91Ó°ÊÓ

Calculating limits is a fundamental aspect of calculus, which helps us understand the behavior of functions as they approach specific values. In simple terms, a limit evaluates what value a function approaches as the input gets nearer to a particular point. This becomes especially crucial when direct substitution doesn't provide a straightforward answer, such as at points of discontinuity or singularity.

The exercise we are examining involves computing the limit of a difference of fractions, which inherently can be tricky due to potential points of singularity. To handle this, it is essential to simplify the expression first. For this problem, knowing that \[ x^2 - 1 = (x-1)(x+1) \]is essential as it allows us to combine fractions and better understand the function's behavior as \(x\) approaches 1. By simplifying the expression \[ \frac{1}{x-1} - \frac{a}{x^2-1} \]to \[ \frac{(x+1) - a}{(x-1)(x+1)} \],we set the stage for successfully calculating the limit.

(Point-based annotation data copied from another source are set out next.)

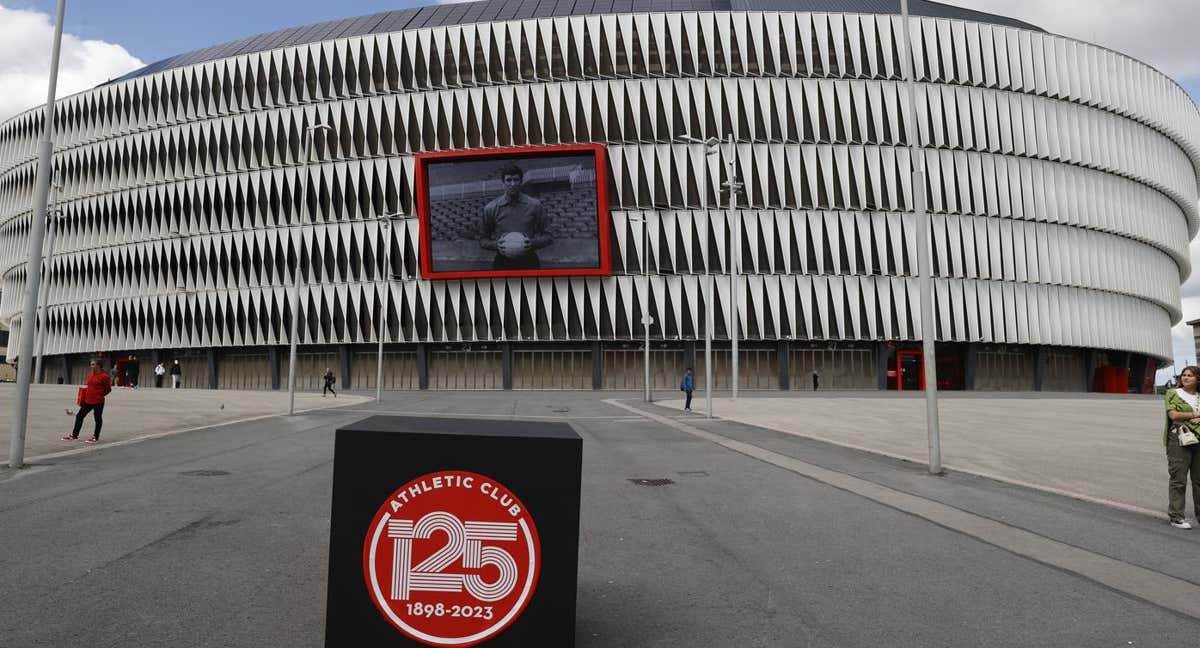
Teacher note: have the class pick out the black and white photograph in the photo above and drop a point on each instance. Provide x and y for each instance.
(514, 214)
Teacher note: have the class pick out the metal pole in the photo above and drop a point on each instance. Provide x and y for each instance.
(43, 289)
(646, 303)
(383, 307)
(295, 280)
(925, 270)
(735, 255)
(34, 265)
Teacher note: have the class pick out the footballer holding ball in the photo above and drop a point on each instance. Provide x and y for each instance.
(514, 225)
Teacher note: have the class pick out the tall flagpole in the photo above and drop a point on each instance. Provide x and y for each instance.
(34, 264)
(924, 265)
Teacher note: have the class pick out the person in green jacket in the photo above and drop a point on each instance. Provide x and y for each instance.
(1182, 408)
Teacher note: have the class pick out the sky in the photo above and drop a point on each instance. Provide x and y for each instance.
(106, 39)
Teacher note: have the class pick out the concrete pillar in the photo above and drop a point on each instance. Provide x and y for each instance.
(1039, 367)
(211, 357)
(273, 361)
(785, 371)
(597, 365)
(971, 366)
(881, 366)
(423, 365)
(343, 364)
(507, 364)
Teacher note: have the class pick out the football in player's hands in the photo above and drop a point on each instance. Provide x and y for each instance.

Singularity in limits occurs where a function does not have a well-defined output at certain points, typically due to division by zero or other undefined expressions. In the problem, the singularity arises because both \( x-1 \) and \( x^2-1 \) incorporate factors that cancel out, causing potential undefined behavior at \( x = 1 \).

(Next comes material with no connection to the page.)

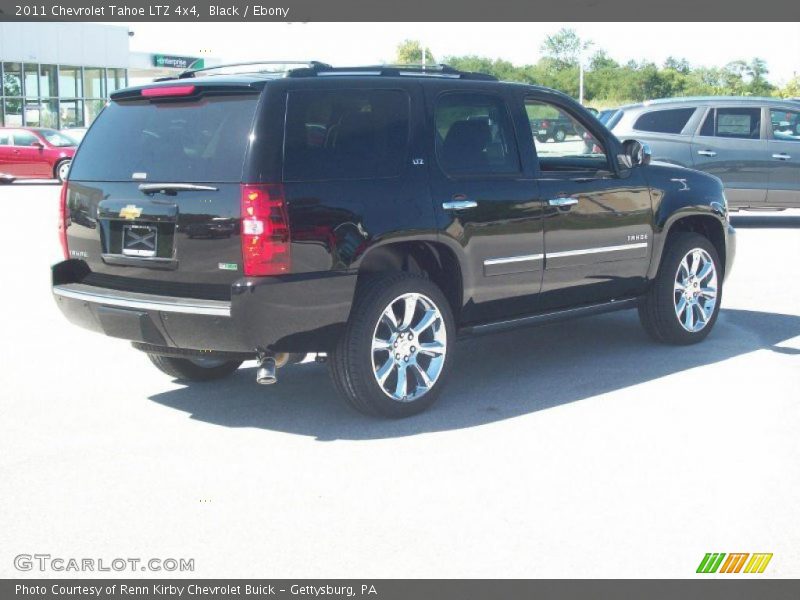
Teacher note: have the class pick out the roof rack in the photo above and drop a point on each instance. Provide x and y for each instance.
(312, 65)
(315, 68)
(412, 70)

Recognizing singular points is crucial in limit problems. These are often where a function behaves unpredictably, requiring careful analysis. Here, simplifying the expression gives us insights into how to handle the singularity. Essentially, the singularity at \( x = 1 \) can potentially be removed if the numerator also becomes zero at that point, leading to a finite limit.

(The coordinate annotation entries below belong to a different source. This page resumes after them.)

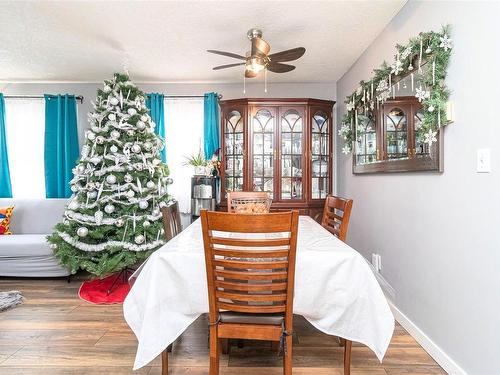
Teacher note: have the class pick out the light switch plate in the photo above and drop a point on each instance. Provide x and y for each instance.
(483, 160)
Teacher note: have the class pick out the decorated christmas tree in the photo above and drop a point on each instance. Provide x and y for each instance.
(113, 218)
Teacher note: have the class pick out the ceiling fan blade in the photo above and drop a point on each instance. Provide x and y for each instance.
(227, 66)
(250, 74)
(260, 47)
(228, 54)
(279, 68)
(288, 55)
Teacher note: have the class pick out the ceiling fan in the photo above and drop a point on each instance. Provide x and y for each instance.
(258, 58)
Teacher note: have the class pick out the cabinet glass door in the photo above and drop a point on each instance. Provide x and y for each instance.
(233, 151)
(263, 151)
(396, 133)
(320, 155)
(292, 121)
(421, 147)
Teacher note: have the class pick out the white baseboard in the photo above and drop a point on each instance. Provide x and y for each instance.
(448, 364)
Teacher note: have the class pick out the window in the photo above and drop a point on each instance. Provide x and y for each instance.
(25, 128)
(183, 137)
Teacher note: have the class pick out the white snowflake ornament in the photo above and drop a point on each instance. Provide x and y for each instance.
(430, 137)
(397, 67)
(422, 94)
(446, 42)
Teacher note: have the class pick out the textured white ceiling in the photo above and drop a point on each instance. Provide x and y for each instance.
(166, 41)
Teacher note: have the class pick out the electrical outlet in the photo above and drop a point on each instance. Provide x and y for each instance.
(377, 262)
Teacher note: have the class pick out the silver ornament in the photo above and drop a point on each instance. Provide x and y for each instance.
(73, 205)
(98, 216)
(111, 179)
(82, 231)
(109, 209)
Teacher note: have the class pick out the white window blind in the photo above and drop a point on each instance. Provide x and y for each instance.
(25, 128)
(183, 137)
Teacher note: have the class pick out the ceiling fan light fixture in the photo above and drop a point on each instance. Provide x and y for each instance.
(255, 64)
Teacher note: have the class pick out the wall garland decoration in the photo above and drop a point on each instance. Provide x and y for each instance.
(428, 47)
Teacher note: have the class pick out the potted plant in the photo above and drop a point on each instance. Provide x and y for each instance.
(198, 162)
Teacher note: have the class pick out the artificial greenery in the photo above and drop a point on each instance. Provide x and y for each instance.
(104, 228)
(433, 48)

In our scenario, setting \( a = 2 \) ensures that the numerator becomes zero when \( x = 1 \):\[ 2 - a = 0 \] This balances the equation, allowing for cancellation of the undefined parts and yielding a meaningful limit.

L'Hopital's Rule is a valuable tool in calculus for determining limits that initially appear as indeterminate forms such as \( \frac{0}{0} \) or \( \frac{\infty}{\infty} \). The rule states that if given a limit of the form \( \frac{0}{0} \) or \( \frac{\infty}{\infty} \), we can differentiate the numerator and denominator separately and then take the limit again.

In our exercise, once we have simplified and reached the expression \[ \frac{0}{(x-1)(x+1)} \], the use of L'Hopital's Rule confirms the limit calculation. By differentiating the components and reevaluating the limit, we can ascertain whether the function approaches a finite value as \( x \) nears 1.

For this problem, differentiation of \( 2 - x \) and \((x-1)(x+1)\) aids in clearing the indeterminate form. Although L'Hopital's Rule can simplify many singular points, here, understanding how \( a = 2 \) handles the numerical zeroing is vital, leading to a solution of \[ \frac{1}{2} \]​​when \( x \) approaches 1.